Key issue is setting a date

One of the key issues Friday has been just how long to extend funding. The House passed a measure Thursday night to continue funding the government through February 16, and that measure is the one that failed in the Senate early Saturday morning. Democrats have pushed for a shorter-term continuing resolution of a couple days. Sen. Lindsey Graham, a South Carolina Republican who said he would not vote for the House proposal, pushed a plan to keep the government open until February 8.

After the vote, McConnell said he will offer a new continuing resolution to fund the government through February 8. McConnell said he wanted to introduce it during this early morning session, but he wasn’t able to for procedural reasons and it wasn’t clear if that measure would have enough Democrats it to advance.
“I’ll be offering an amendment to change the date to February the eighth,” McConnell said around 12:30 a.m. ET. “Unfortunately we’ll not be able to get that vote tonight … And that’s the date the senator from South Carolina, the senior senator from South Carolina that I’ve been talking about, Democratic leader and I have been talking about, which begins to move a little bit close to our friends on the other side said they wanted to be but a reasonable period of time.”

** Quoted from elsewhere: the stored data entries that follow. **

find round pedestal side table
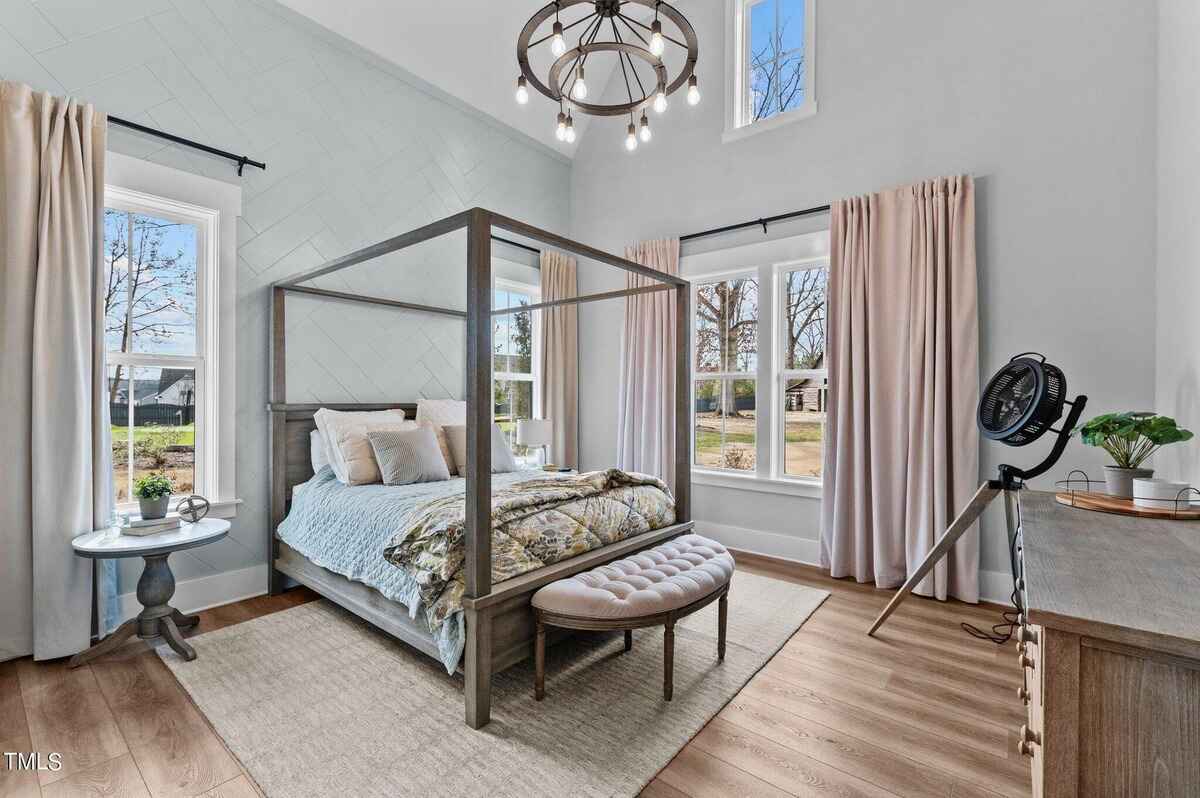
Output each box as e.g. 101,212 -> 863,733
68,519 -> 231,667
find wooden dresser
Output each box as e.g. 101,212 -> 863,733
1015,491 -> 1200,797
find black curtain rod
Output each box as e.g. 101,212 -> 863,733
491,235 -> 541,256
680,203 -> 831,243
108,115 -> 267,176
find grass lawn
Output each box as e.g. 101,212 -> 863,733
112,424 -> 195,446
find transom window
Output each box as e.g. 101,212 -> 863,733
725,0 -> 817,141
104,189 -> 217,506
690,249 -> 829,486
493,281 -> 540,455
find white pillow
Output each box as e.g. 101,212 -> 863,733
443,423 -> 520,474
310,429 -> 330,473
313,408 -> 414,485
416,399 -> 466,475
368,426 -> 451,485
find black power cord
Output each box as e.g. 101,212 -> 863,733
961,491 -> 1024,645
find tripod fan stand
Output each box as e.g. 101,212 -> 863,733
867,353 -> 1087,636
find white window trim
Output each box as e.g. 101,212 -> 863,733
106,152 -> 241,517
723,0 -> 818,144
493,277 -> 542,464
684,230 -> 830,494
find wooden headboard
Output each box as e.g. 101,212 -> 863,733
268,402 -> 418,590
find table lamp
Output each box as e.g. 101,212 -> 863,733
516,418 -> 553,468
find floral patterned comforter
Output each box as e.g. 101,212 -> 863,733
382,468 -> 676,633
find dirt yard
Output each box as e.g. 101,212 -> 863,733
694,409 -> 824,477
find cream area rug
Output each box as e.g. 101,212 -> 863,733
159,571 -> 827,798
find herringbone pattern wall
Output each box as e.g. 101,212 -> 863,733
1,0 -> 570,587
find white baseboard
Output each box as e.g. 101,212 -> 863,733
117,564 -> 268,623
694,519 -> 1014,606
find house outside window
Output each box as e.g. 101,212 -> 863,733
724,0 -> 817,142
493,280 -> 541,457
104,190 -> 217,507
687,229 -> 829,495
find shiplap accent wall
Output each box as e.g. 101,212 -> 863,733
0,0 -> 569,592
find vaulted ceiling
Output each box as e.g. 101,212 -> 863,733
277,1 -> 597,156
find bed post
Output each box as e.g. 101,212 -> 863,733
674,281 -> 691,523
464,208 -> 494,729
268,285 -> 287,595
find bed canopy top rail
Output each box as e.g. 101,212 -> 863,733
268,207 -> 691,728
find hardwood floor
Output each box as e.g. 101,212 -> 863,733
1,557 -> 1030,798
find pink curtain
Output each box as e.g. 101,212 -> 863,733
617,239 -> 680,493
820,176 -> 980,602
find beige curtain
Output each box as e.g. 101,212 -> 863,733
0,81 -> 111,660
539,250 -> 578,468
618,239 -> 680,494
820,176 -> 980,602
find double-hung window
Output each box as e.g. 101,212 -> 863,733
689,231 -> 829,492
725,0 -> 817,141
104,188 -> 218,507
493,280 -> 541,456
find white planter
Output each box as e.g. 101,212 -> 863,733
1132,478 -> 1191,510
1103,466 -> 1154,499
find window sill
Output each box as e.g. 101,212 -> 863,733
692,469 -> 822,498
722,101 -> 818,145
116,498 -> 242,522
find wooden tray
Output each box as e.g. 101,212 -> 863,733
1054,490 -> 1200,520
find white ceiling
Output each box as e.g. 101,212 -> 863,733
279,1 -> 679,158
277,1 -> 593,156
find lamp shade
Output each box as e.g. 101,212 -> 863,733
516,418 -> 552,447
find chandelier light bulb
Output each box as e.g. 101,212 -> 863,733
639,113 -> 652,142
572,66 -> 588,100
550,21 -> 566,56
649,20 -> 665,57
515,76 -> 529,105
564,114 -> 576,143
625,122 -> 638,152
687,75 -> 701,106
653,90 -> 668,114
555,112 -> 567,141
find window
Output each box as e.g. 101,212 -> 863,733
688,237 -> 829,491
694,277 -> 759,471
104,189 -> 217,507
493,281 -> 540,457
725,0 -> 817,141
779,265 -> 828,479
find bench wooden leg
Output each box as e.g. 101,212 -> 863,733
624,629 -> 632,652
534,614 -> 546,701
663,618 -> 675,702
718,590 -> 728,662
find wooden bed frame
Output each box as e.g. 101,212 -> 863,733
268,208 -> 692,729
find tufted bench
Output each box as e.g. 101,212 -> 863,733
531,534 -> 735,701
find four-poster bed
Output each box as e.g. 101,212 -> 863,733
267,208 -> 691,728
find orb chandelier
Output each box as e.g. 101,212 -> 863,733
515,0 -> 700,151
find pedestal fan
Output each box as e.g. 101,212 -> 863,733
867,353 -> 1087,636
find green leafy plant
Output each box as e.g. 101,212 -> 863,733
133,473 -> 173,500
1076,412 -> 1193,469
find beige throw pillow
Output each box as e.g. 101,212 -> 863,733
313,408 -> 414,485
443,423 -> 521,474
416,399 -> 466,474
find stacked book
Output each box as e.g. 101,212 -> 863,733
122,515 -> 181,537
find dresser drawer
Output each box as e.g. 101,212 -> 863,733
1017,621 -> 1045,796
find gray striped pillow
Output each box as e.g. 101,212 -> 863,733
367,426 -> 451,485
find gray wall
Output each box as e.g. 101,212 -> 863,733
1,0 -> 569,592
1155,0 -> 1200,487
570,0 -> 1159,587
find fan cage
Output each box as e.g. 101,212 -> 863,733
978,357 -> 1066,446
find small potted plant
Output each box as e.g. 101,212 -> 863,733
133,473 -> 174,520
1076,412 -> 1193,498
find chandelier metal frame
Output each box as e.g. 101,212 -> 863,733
516,0 -> 699,119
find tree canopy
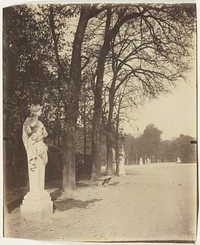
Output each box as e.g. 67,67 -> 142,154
3,3 -> 196,190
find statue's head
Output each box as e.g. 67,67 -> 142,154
30,104 -> 42,116
119,145 -> 124,152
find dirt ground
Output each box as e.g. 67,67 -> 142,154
3,163 -> 198,243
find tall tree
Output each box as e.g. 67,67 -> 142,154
91,3 -> 196,178
138,124 -> 162,162
161,135 -> 197,163
61,5 -> 90,190
91,5 -> 150,179
61,4 -> 108,191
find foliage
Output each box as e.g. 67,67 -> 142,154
162,134 -> 197,163
125,129 -> 196,164
137,124 -> 162,162
124,134 -> 138,164
3,3 -> 196,188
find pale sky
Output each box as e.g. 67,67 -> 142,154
123,71 -> 197,140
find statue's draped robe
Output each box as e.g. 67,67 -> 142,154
22,117 -> 48,195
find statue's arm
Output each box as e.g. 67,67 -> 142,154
34,123 -> 48,142
23,118 -> 33,137
23,118 -> 40,142
42,126 -> 48,138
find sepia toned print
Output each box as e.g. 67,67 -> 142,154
3,2 -> 197,243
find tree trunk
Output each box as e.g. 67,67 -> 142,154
115,96 -> 124,176
83,97 -> 87,164
91,8 -> 135,179
91,10 -> 112,180
62,6 -> 91,191
62,126 -> 76,191
115,110 -> 120,176
106,79 -> 116,175
3,113 -> 8,214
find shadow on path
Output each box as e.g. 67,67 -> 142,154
7,196 -> 24,213
6,179 -> 116,213
54,198 -> 102,212
108,181 -> 120,186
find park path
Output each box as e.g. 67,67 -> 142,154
4,163 -> 197,242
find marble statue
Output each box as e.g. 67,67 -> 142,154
21,104 -> 53,220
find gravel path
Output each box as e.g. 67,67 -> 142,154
4,163 -> 197,243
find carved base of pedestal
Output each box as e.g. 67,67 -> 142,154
20,191 -> 53,221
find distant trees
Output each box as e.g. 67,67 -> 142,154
125,124 -> 162,164
125,125 -> 196,164
161,134 -> 196,163
138,124 -> 162,162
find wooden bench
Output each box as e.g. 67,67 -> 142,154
98,176 -> 112,186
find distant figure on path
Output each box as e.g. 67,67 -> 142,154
22,104 -> 48,194
139,157 -> 143,165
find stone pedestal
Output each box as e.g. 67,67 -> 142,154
21,112 -> 53,221
20,159 -> 53,221
21,190 -> 53,221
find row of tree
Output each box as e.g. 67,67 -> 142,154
125,124 -> 197,164
3,4 -> 196,192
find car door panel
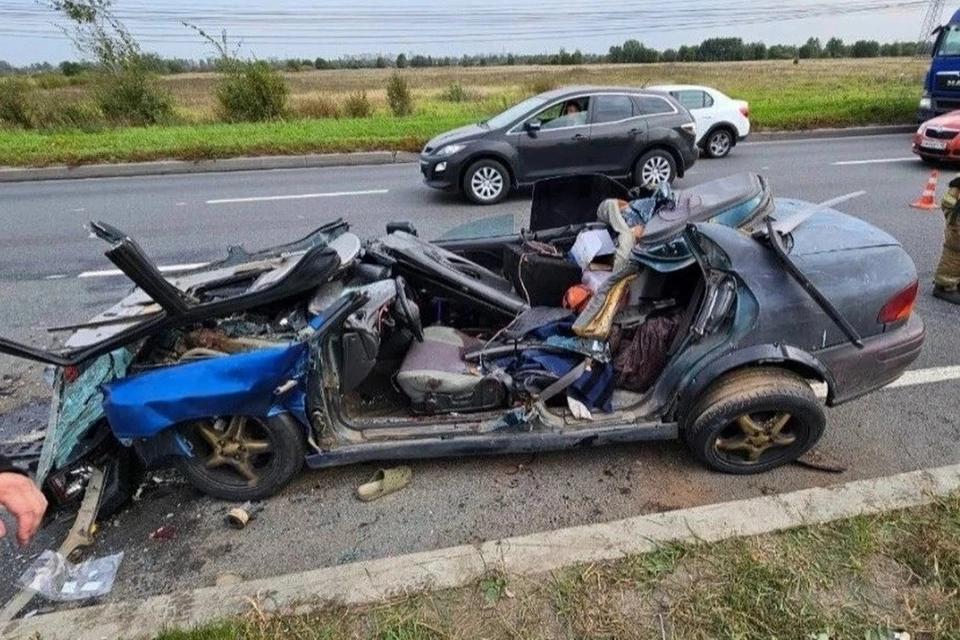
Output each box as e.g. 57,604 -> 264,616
517,127 -> 592,182
516,99 -> 592,182
588,94 -> 647,176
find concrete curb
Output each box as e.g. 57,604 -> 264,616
5,463 -> 959,640
0,151 -> 421,183
746,124 -> 917,142
0,126 -> 916,183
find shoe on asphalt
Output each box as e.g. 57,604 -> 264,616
933,285 -> 960,305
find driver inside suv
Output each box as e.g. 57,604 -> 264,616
540,99 -> 589,130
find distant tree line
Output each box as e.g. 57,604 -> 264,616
0,36 -> 927,76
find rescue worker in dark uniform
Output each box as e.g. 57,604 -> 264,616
0,453 -> 47,546
934,175 -> 960,305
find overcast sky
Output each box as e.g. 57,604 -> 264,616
0,0 -> 939,65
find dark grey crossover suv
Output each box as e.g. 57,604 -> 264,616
419,86 -> 699,204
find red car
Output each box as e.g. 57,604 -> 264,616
913,111 -> 960,162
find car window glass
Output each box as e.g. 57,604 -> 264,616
592,94 -> 635,124
703,91 -> 714,108
485,95 -> 548,129
635,95 -> 675,116
675,90 -> 707,110
532,98 -> 590,130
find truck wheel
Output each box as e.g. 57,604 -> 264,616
463,159 -> 510,205
176,414 -> 306,501
682,368 -> 824,475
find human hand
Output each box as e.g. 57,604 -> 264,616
0,472 -> 48,546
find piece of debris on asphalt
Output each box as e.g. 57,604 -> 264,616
356,466 -> 413,502
1,467 -> 106,622
149,525 -> 177,541
226,501 -> 264,529
227,508 -> 250,529
17,550 -> 124,602
215,572 -> 244,587
795,447 -> 849,473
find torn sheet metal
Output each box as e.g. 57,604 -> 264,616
102,343 -> 309,440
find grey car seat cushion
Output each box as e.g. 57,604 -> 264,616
395,326 -> 484,401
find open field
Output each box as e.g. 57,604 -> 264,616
157,492 -> 960,640
0,58 -> 928,167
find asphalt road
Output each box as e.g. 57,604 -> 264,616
1,133 -> 959,612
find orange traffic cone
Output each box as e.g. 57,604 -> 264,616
911,169 -> 939,210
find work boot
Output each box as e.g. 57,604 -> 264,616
933,285 -> 960,305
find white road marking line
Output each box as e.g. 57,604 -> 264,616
77,262 -> 208,278
831,157 -> 917,166
71,207 -> 86,212
812,365 -> 960,399
206,188 -> 389,205
44,274 -> 68,280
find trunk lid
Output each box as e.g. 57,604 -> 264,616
769,198 -> 900,255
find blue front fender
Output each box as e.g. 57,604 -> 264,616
102,342 -> 312,441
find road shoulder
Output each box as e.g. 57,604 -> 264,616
5,462 -> 958,640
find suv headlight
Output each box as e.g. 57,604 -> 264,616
437,143 -> 467,156
920,97 -> 932,110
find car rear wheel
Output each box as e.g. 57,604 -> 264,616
682,368 -> 825,474
176,414 -> 306,501
705,128 -> 734,158
633,149 -> 677,187
463,159 -> 510,205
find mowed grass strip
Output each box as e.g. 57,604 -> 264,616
156,492 -> 960,640
0,58 -> 927,167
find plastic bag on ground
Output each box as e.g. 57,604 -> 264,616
17,550 -> 124,601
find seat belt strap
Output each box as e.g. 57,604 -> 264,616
538,358 -> 590,404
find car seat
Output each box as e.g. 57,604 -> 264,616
395,326 -> 509,415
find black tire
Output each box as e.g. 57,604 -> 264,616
463,159 -> 510,205
632,149 -> 677,188
176,414 -> 307,501
704,127 -> 735,159
682,367 -> 825,475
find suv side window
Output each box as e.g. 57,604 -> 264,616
634,95 -> 675,116
592,94 -> 635,124
530,97 -> 590,130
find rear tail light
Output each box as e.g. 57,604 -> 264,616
878,280 -> 918,324
682,122 -> 697,135
739,104 -> 750,118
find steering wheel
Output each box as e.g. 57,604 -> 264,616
393,276 -> 424,342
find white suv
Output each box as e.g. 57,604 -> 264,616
647,84 -> 751,158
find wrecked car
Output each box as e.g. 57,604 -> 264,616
0,172 -> 925,513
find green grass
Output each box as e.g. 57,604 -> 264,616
0,58 -> 926,167
0,106 -> 488,167
155,492 -> 960,640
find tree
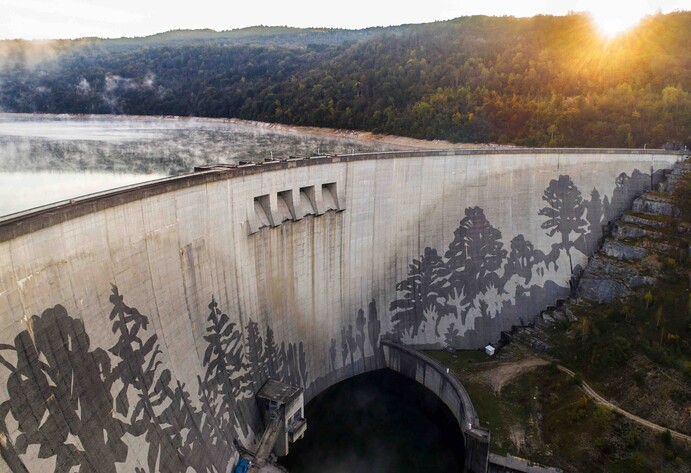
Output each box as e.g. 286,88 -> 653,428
346,325 -> 357,371
246,319 -> 267,385
265,326 -> 279,378
0,304 -> 126,473
201,297 -> 253,437
443,206 -> 507,324
366,299 -> 382,366
390,246 -> 451,338
341,326 -> 349,368
298,342 -> 308,387
503,234 -> 543,286
329,338 -> 337,370
109,285 -> 219,473
355,308 -> 367,363
538,175 -> 587,272
585,188 -> 604,250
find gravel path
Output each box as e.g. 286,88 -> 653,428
556,365 -> 691,444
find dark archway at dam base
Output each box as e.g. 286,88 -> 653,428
279,369 -> 465,473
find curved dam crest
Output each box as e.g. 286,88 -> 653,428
0,149 -> 680,473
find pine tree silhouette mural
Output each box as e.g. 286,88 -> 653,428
265,326 -> 279,379
390,246 -> 450,337
585,188 -> 604,250
602,194 -> 612,224
341,326 -> 349,368
329,338 -> 338,370
443,206 -> 506,325
246,319 -> 267,385
298,342 -> 308,387
108,285 -> 218,473
538,175 -> 587,272
366,299 -> 382,366
355,308 -> 367,366
279,342 -> 289,382
202,296 -> 253,437
346,325 -> 357,372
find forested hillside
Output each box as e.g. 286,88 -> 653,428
1,12 -> 689,147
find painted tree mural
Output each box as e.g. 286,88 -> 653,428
504,234 -> 542,285
265,326 -> 279,379
0,167 -> 660,471
388,172 -> 651,345
355,308 -> 367,367
390,246 -> 450,337
583,188 -> 605,251
245,319 -> 267,385
0,287 -> 238,473
326,300 -> 384,375
0,305 -> 126,473
341,326 -> 349,368
109,286 -> 219,473
329,338 -> 337,370
298,342 -> 308,387
444,206 -> 507,325
538,175 -> 587,272
201,297 -> 253,438
367,299 -> 383,367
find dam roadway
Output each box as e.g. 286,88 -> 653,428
0,148 -> 681,473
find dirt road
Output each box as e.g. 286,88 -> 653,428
557,365 -> 691,444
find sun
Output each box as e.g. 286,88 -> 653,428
587,4 -> 648,38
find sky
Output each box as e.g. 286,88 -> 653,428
0,0 -> 687,40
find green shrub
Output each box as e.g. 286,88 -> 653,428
659,429 -> 673,447
633,370 -> 646,386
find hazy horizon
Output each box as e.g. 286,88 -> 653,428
1,0 -> 687,41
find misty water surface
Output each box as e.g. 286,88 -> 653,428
0,171 -> 168,216
0,113 -> 406,217
280,369 -> 465,473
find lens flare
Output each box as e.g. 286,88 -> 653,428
587,4 -> 648,38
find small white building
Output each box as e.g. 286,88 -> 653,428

Two GOP sources say that Graham’s three-week compromise idea wasn’t by accident — it is the off-ramp on the table, if Democrats are willing to take it.
“It’s a live option,” one of the sources said — one Democrats have been told is an acceptable change for Republicans. The big question, the sources said, is whether it goes nearly far enough for Democrats who’ve listed a litany if reasons for their opposition.

Two sources say Democrats have pitched a new continuing resolution that would expire on January 29, the day before Trump’s State of the Union address. Republicans are not willing to consider that, one source said.
Trump showed his support for the House plan of a four week extension just hours before that vote was scheduled.